Decide what to do with the new evidence: keep expanding a direction, prune a falsified subtree, or attempt to merge a candidate.

Prune dead ends, recording why — the reason becomes a negative constraint:

bash

python scripts/tree.py prune --node n7 --reason "search-augmented judge overfits dev questions; no test transfer"

Merge gate — promote a candidate to the new best only if it improves on E_test. Run the test evaluator in a fresh worktree (not the dev worktree, to avoid leakage), then:
bash
```
python scripts/tree.py merge --node n5 --test-score 67.67 --branch-ref "wt/n5"
```
If the gate rejects it, that's informative: a high-dev / low-test candidate is evidence the direction may be exploiting the dev signal rather than producing a transferable improvement. Record that lesson; don't quietly promote it anyway.

Repeat until the budget is spent, the frontier is exhausted, or progress has clearly stalled.

Finishing the run

When you stop, produce a short report (see references/report-template.md) covering:

the final best artifact, its test score, and its delta over M_0;
the tree (python scripts/tree.py status) as the audit trail of what was tried;
the main hypothesis shifts — how task understanding deepened across the run (early nodes test broad mechanisms; later nodes find their limits; ancestor insights compress these into the constraints behind the final design);
merged vs. explored: many nodes improve dev, far fewer pass the test gate — report that gap honestly rather than overstating dev wins.

Always leave M_best as a real, runnable artifact on a named branch, and tell the user how to check it out.

Principles that make this work (not rote rules)

These come from the paper's analysis; understanding why matters more than following them mechanically.
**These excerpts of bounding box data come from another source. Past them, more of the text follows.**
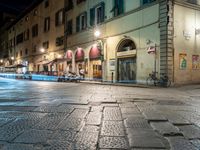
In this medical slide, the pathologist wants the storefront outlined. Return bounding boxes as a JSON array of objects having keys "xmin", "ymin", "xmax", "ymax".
[
  {"xmin": 75, "ymin": 48, "xmax": 85, "ymax": 75},
  {"xmin": 117, "ymin": 39, "xmax": 137, "ymax": 83},
  {"xmin": 89, "ymin": 44, "xmax": 102, "ymax": 80},
  {"xmin": 66, "ymin": 50, "xmax": 73, "ymax": 73}
]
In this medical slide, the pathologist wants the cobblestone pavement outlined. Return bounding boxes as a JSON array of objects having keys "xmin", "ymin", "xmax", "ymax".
[{"xmin": 0, "ymin": 78, "xmax": 200, "ymax": 150}]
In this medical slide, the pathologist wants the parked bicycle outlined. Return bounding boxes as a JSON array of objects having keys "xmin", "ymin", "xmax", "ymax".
[{"xmin": 146, "ymin": 72, "xmax": 171, "ymax": 87}]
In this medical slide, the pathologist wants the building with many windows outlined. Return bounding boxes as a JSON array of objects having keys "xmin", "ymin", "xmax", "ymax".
[
  {"xmin": 1, "ymin": 0, "xmax": 200, "ymax": 84},
  {"xmin": 65, "ymin": 0, "xmax": 200, "ymax": 84},
  {"xmin": 6, "ymin": 0, "xmax": 64, "ymax": 72}
]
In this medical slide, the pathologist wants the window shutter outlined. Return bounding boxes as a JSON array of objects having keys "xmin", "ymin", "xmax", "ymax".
[
  {"xmin": 76, "ymin": 16, "xmax": 80, "ymax": 32},
  {"xmin": 118, "ymin": 0, "xmax": 124, "ymax": 14},
  {"xmin": 84, "ymin": 11, "xmax": 87, "ymax": 28},
  {"xmin": 90, "ymin": 8, "xmax": 95, "ymax": 26},
  {"xmin": 101, "ymin": 2, "xmax": 105, "ymax": 22}
]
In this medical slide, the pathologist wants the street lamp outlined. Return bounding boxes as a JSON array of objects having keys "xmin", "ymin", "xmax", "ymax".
[
  {"xmin": 94, "ymin": 30, "xmax": 101, "ymax": 38},
  {"xmin": 40, "ymin": 48, "xmax": 45, "ymax": 53}
]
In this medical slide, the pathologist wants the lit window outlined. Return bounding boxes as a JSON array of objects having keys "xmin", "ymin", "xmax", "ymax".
[
  {"xmin": 44, "ymin": 17, "xmax": 50, "ymax": 32},
  {"xmin": 55, "ymin": 9, "xmax": 64, "ymax": 26},
  {"xmin": 76, "ymin": 12, "xmax": 87, "ymax": 32},
  {"xmin": 90, "ymin": 2, "xmax": 105, "ymax": 26}
]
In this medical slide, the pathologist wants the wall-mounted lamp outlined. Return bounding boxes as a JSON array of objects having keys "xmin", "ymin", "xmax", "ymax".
[
  {"xmin": 195, "ymin": 28, "xmax": 200, "ymax": 35},
  {"xmin": 40, "ymin": 48, "xmax": 45, "ymax": 53}
]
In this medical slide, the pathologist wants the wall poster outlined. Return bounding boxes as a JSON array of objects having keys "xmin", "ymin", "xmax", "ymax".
[
  {"xmin": 179, "ymin": 53, "xmax": 187, "ymax": 69},
  {"xmin": 192, "ymin": 55, "xmax": 200, "ymax": 70}
]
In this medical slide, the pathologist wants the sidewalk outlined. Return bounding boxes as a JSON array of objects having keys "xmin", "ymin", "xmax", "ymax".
[{"xmin": 81, "ymin": 80, "xmax": 149, "ymax": 88}]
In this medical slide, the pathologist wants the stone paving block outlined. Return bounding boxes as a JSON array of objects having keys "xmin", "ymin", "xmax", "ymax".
[
  {"xmin": 14, "ymin": 129, "xmax": 53, "ymax": 144},
  {"xmin": 0, "ymin": 118, "xmax": 14, "ymax": 127},
  {"xmin": 74, "ymin": 132, "xmax": 99, "ymax": 150},
  {"xmin": 0, "ymin": 119, "xmax": 36, "ymax": 142},
  {"xmin": 99, "ymin": 137, "xmax": 128, "ymax": 149},
  {"xmin": 0, "ymin": 106, "xmax": 36, "ymax": 112},
  {"xmin": 51, "ymin": 130, "xmax": 76, "ymax": 141},
  {"xmin": 178, "ymin": 125, "xmax": 200, "ymax": 139},
  {"xmin": 163, "ymin": 112, "xmax": 191, "ymax": 125},
  {"xmin": 43, "ymin": 140, "xmax": 74, "ymax": 150},
  {"xmin": 168, "ymin": 136, "xmax": 198, "ymax": 150},
  {"xmin": 143, "ymin": 111, "xmax": 167, "ymax": 121},
  {"xmin": 124, "ymin": 117, "xmax": 152, "ymax": 129},
  {"xmin": 33, "ymin": 113, "xmax": 67, "ymax": 130},
  {"xmin": 34, "ymin": 105, "xmax": 74, "ymax": 113},
  {"xmin": 91, "ymin": 106, "xmax": 103, "ymax": 112},
  {"xmin": 151, "ymin": 122, "xmax": 182, "ymax": 135},
  {"xmin": 101, "ymin": 121, "xmax": 125, "ymax": 136},
  {"xmin": 103, "ymin": 107, "xmax": 122, "ymax": 120},
  {"xmin": 80, "ymin": 125, "xmax": 100, "ymax": 132},
  {"xmin": 70, "ymin": 109, "xmax": 89, "ymax": 119},
  {"xmin": 129, "ymin": 136, "xmax": 165, "ymax": 148},
  {"xmin": 121, "ymin": 107, "xmax": 141, "ymax": 114},
  {"xmin": 2, "ymin": 143, "xmax": 42, "ymax": 150},
  {"xmin": 127, "ymin": 128, "xmax": 169, "ymax": 148},
  {"xmin": 58, "ymin": 117, "xmax": 84, "ymax": 131},
  {"xmin": 122, "ymin": 114, "xmax": 144, "ymax": 119},
  {"xmin": 19, "ymin": 112, "xmax": 46, "ymax": 121},
  {"xmin": 119, "ymin": 102, "xmax": 136, "ymax": 108},
  {"xmin": 190, "ymin": 139, "xmax": 200, "ymax": 149},
  {"xmin": 86, "ymin": 112, "xmax": 102, "ymax": 125}
]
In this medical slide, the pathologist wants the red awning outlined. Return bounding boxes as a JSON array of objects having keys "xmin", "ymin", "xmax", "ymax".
[
  {"xmin": 66, "ymin": 50, "xmax": 72, "ymax": 62},
  {"xmin": 89, "ymin": 45, "xmax": 101, "ymax": 59},
  {"xmin": 75, "ymin": 48, "xmax": 84, "ymax": 62}
]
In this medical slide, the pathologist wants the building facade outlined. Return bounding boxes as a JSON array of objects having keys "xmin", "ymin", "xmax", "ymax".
[
  {"xmin": 8, "ymin": 0, "xmax": 64, "ymax": 73},
  {"xmin": 65, "ymin": 0, "xmax": 200, "ymax": 84},
  {"xmin": 1, "ymin": 0, "xmax": 200, "ymax": 84}
]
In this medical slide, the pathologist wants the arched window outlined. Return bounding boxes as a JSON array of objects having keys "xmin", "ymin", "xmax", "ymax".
[{"xmin": 117, "ymin": 39, "xmax": 136, "ymax": 52}]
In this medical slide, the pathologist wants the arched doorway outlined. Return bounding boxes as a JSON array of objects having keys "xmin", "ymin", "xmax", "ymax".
[
  {"xmin": 89, "ymin": 44, "xmax": 102, "ymax": 80},
  {"xmin": 75, "ymin": 48, "xmax": 85, "ymax": 75},
  {"xmin": 117, "ymin": 39, "xmax": 137, "ymax": 83}
]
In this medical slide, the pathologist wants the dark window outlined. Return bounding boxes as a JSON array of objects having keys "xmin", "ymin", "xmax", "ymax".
[
  {"xmin": 32, "ymin": 24, "xmax": 38, "ymax": 37},
  {"xmin": 44, "ymin": 17, "xmax": 50, "ymax": 32},
  {"xmin": 76, "ymin": 12, "xmax": 87, "ymax": 32},
  {"xmin": 56, "ymin": 36, "xmax": 64, "ymax": 46},
  {"xmin": 44, "ymin": 0, "xmax": 49, "ymax": 8},
  {"xmin": 17, "ymin": 33, "xmax": 24, "ymax": 44},
  {"xmin": 142, "ymin": 0, "xmax": 156, "ymax": 5},
  {"xmin": 66, "ymin": 0, "xmax": 74, "ymax": 11},
  {"xmin": 33, "ymin": 45, "xmax": 37, "ymax": 53},
  {"xmin": 111, "ymin": 0, "xmax": 124, "ymax": 16},
  {"xmin": 90, "ymin": 2, "xmax": 105, "ymax": 26},
  {"xmin": 76, "ymin": 0, "xmax": 86, "ymax": 5},
  {"xmin": 66, "ymin": 20, "xmax": 73, "ymax": 35},
  {"xmin": 55, "ymin": 9, "xmax": 64, "ymax": 26},
  {"xmin": 42, "ymin": 41, "xmax": 49, "ymax": 49},
  {"xmin": 33, "ymin": 9, "xmax": 38, "ymax": 16},
  {"xmin": 24, "ymin": 29, "xmax": 29, "ymax": 41},
  {"xmin": 25, "ymin": 49, "xmax": 28, "ymax": 55}
]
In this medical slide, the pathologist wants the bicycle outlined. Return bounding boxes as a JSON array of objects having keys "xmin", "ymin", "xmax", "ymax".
[{"xmin": 146, "ymin": 72, "xmax": 171, "ymax": 87}]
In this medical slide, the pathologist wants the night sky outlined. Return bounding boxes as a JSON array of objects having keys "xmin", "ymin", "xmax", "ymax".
[{"xmin": 0, "ymin": 0, "xmax": 35, "ymax": 13}]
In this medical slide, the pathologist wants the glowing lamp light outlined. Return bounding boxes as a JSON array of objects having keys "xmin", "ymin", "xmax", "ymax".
[
  {"xmin": 40, "ymin": 48, "xmax": 45, "ymax": 53},
  {"xmin": 94, "ymin": 30, "xmax": 101, "ymax": 37},
  {"xmin": 57, "ymin": 54, "xmax": 62, "ymax": 58}
]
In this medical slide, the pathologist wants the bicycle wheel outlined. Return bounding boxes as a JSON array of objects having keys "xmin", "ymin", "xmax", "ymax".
[{"xmin": 146, "ymin": 77, "xmax": 154, "ymax": 85}]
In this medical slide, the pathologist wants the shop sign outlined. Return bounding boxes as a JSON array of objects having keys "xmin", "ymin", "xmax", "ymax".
[
  {"xmin": 179, "ymin": 53, "xmax": 187, "ymax": 69},
  {"xmin": 192, "ymin": 55, "xmax": 200, "ymax": 70},
  {"xmin": 117, "ymin": 50, "xmax": 136, "ymax": 57}
]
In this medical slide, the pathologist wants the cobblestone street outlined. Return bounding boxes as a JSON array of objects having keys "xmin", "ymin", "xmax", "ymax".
[{"xmin": 0, "ymin": 78, "xmax": 200, "ymax": 150}]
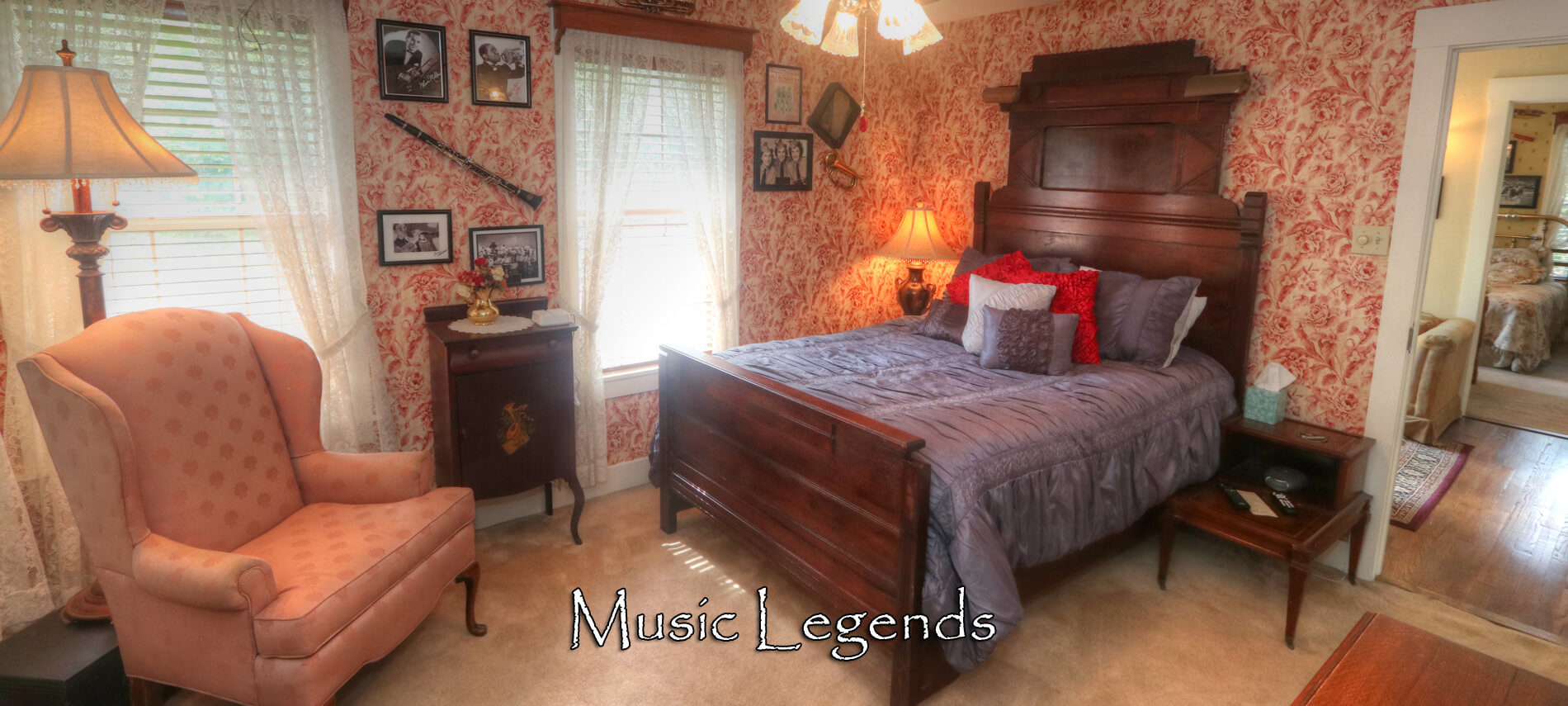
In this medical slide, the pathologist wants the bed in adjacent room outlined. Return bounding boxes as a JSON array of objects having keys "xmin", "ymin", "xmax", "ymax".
[{"xmin": 652, "ymin": 40, "xmax": 1267, "ymax": 704}]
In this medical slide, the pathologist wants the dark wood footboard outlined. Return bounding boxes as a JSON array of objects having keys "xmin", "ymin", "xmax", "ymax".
[{"xmin": 657, "ymin": 347, "xmax": 955, "ymax": 704}]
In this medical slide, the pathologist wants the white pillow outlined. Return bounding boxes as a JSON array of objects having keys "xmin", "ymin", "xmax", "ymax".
[
  {"xmin": 965, "ymin": 275, "xmax": 1057, "ymax": 354},
  {"xmin": 1160, "ymin": 296, "xmax": 1209, "ymax": 369}
]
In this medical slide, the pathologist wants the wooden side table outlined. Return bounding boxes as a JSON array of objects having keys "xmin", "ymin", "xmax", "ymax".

The tree is the memory; conversation is not. Over a long horizon your context gets compressed. Re-Observe each cycle so decisions rest on durable evidence, not a lossy summary.
Structured search, not more sampling. Arbor's gains come from how the budget is organized — maintaining competing hypotheses, comparing siblings, carrying lessons forward — not from spending more tokens. Don't fan out aimlessly; each experiment should be conditioned on what the tree already knows.
Dev guides, test admits. Use dev feedback freely to steer exploration, but never let a dev win into the final artifact without test confirmation. The dev/test disagreement is itself a signal worth reading.
Executors are hypothesis-bound. Local engineering flexibility (edit, debug, rerun) is fine; silently changing the hypothesis to chase a better number is not — it destroys the meaning of the evidence.
Failures are constraints, not noise. A falsified hypothesis tells you what the solution must avoid. Pruned-with-a-reason is more valuable than pruned-and-forgotten.

Reference files

references/htr-methodology.md — deeper explanation of HTR, the node structure, the six steps, and the paper's empirical lessons (ablations, transfer, cost). Read when you want the rationale behind a design choice.
references/executor-brief.md — the template for the brief you hand each executor subagent.
references/report-template.md — the final-report structure.
references/arbor-upstream.md — how to install and run the standalone arbor CLI from RUC-NLPIR/Arbor instead of orchestrating it natively, and when to prefer each.